At the beginning my fourth year of teaching fourth grade at Highlands Elementary, I was heading heading south on Highway 280 on my first day of school.

Highway 280 is usually blanketed in fog this time of year (summer) and today was no exception. I drive this route over 200 times a year and you develop a certain flow to your commute and I look forward to certain landmarks on my southward journey into San Mateo County. The first is a mile or two after the 280 and 238 split, when the tree line falls away to reveal the wooded rolling hills of the coast range that rise up from that crack in the earth known as San Andreas Fault. As I near Crystal Springs Reservoir, I scan the skies for raptors in general and bald eagles in particular. I have seen bald eagles on only three occasions in the past three years. Seeing an adult bald is always a good way to start my day, especially on the first day of school, but today my morning was baldless.

My next landmarks, in quick succession, were the Father Serra statue on the right, perpetually pointing to the west, the “Flintstone House” (price tag: $3,195,000), and the power tower level with the roadway on Crystal Springs Bridge, where a lone peregrine frequently perches. But this morning the tower was sans peregrine. I will check the tower on my afternoon homeward commute, when the helmeted wanderer is more reliable.

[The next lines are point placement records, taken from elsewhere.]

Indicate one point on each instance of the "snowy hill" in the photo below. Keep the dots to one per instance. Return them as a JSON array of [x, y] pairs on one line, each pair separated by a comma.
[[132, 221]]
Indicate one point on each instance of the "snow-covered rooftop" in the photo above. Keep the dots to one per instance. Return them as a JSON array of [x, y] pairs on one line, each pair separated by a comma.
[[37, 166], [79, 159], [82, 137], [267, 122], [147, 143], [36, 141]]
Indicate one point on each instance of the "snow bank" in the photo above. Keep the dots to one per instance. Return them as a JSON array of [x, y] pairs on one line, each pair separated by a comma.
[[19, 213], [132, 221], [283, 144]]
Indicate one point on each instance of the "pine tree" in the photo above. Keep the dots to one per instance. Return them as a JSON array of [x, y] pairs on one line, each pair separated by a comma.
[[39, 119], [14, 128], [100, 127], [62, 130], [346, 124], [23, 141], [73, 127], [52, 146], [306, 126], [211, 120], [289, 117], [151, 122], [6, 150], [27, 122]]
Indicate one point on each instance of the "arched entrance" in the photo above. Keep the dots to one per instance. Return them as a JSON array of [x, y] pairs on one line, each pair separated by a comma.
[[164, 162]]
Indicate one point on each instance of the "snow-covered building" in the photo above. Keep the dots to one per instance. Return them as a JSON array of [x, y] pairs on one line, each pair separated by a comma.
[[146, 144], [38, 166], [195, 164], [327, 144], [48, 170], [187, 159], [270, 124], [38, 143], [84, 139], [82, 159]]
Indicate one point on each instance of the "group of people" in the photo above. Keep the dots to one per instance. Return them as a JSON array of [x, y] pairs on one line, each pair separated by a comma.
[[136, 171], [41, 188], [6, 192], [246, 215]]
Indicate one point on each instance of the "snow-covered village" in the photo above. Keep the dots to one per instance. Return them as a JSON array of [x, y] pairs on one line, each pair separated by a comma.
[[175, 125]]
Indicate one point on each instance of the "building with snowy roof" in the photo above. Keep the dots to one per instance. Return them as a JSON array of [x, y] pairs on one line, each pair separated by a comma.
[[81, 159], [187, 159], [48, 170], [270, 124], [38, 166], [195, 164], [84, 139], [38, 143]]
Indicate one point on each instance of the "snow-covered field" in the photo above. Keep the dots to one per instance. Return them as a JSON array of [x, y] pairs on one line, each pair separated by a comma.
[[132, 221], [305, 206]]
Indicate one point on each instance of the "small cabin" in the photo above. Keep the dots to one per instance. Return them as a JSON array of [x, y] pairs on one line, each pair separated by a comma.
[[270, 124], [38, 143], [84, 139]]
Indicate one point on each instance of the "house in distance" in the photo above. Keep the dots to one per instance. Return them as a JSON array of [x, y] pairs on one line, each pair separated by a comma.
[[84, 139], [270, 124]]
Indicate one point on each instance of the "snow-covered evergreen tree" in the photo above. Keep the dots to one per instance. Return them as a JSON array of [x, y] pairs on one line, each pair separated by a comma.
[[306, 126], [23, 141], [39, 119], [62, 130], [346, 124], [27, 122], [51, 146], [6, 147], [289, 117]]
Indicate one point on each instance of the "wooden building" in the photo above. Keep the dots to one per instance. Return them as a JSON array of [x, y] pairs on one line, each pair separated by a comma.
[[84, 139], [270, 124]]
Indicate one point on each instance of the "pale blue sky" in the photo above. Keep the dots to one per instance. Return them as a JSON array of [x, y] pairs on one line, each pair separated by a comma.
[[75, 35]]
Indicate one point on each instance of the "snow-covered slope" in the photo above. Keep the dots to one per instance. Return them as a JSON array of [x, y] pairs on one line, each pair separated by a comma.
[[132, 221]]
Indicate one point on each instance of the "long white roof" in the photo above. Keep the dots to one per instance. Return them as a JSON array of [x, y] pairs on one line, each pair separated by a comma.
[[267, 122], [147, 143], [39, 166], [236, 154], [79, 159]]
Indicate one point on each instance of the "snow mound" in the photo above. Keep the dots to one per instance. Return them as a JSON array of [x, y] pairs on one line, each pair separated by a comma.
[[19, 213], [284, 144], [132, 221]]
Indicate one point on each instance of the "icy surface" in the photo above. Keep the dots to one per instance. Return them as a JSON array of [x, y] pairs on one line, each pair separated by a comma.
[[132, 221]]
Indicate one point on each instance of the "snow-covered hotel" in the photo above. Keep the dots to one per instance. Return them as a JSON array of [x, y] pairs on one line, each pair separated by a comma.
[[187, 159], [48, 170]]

I exited 280 at the Bunker Hill turn off and then headed east, over the flow of Silicon Valley sludge, climbing the hill to the school. Just ahead, a white ghost passed over Bunker Hill Road, heading south. An excellent omen, our local white-tailed kite (Elanus leucurus). I parked and as I walk to my classroom I saw the kite alight on top of the tall pine (it’s lookout perch), like a Yuletide angel toping a Christmas tree. This certainly was the omen I had been looking for  This was going to be a great school year.

Scan 103

A white-tailed kite kiting. This species has been making a recovery in California, helped by green belts along roads and highways. The Highlands kites use the greenbelt that parallels Highway 280 as a hunting territory.